As anti-government protesters stormed regional administration buildings around western Ukraine, one governor quit, but then disowned his resignation letter, saying that it had been signed under duress.
Lviv Governor Oleh Salo, who was appointed by President Viktor Yanukovych in October, said that protesters had threatened him with violence to make him sign his resignation on Thursday, but that he remained "faithful to the Ukrainian president," UNN news agency reported.
Earlier on Thursday, the regional administration in Lviv, located near the Polish border, said that about 2,000 protesters had stormed their building and that Salo had resigned.

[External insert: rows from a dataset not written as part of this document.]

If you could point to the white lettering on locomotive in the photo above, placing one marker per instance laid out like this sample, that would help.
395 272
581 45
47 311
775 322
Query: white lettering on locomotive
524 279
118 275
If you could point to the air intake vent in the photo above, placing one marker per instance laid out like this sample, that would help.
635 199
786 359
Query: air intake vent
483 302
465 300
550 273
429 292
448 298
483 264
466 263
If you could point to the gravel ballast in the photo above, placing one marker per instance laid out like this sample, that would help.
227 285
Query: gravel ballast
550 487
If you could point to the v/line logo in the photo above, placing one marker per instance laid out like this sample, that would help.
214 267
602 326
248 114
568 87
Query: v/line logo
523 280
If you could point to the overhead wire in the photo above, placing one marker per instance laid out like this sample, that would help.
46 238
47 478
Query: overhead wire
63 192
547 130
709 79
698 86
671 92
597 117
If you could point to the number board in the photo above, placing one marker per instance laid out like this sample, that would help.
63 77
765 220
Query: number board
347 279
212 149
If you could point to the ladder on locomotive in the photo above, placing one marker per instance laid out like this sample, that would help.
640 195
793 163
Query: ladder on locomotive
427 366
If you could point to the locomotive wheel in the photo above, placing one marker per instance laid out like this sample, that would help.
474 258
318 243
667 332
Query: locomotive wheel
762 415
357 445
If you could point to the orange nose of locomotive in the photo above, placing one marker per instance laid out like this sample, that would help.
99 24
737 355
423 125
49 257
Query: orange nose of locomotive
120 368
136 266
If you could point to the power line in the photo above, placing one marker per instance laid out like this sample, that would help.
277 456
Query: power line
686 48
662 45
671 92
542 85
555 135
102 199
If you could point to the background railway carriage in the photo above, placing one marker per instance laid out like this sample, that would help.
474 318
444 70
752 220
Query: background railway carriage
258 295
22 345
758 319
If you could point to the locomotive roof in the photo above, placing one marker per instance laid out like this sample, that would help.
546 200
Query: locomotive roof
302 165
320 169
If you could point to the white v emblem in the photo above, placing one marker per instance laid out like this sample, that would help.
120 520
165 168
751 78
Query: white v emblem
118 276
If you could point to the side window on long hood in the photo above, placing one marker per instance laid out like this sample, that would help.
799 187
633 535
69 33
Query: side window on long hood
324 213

Protesters also broke into a regional administration building in another western Ukrainian city, Rivne, and demand the resignation of Governor Vasily Bertash, Lenta.ru reported.
Bertash — who had received an Order of Merit award from Yanukovych a day earlier — was reportedly abroad on vacation at the time.
In the western city of Ivano-Frankivsk, about 500 protesters surrounded the regional administration building, shouting "Shame!" and "Out," the local Firtka news agency reported.
Governor Vasily Chudnov went outside to try to speak to the protesters, but was roundly booed, the report said.
The resentment of the government's decision to abandon a planned association deal with the European Union in favor of closer ties with Moscow in November is particularly strong in western Ukraine, where pro-European sentiment is stronger.
Eastern Ukrainian regions are populated mostly by Russian-speaking Ukrainians and ethnic Russians, who tend to look more favorably toward Moscow.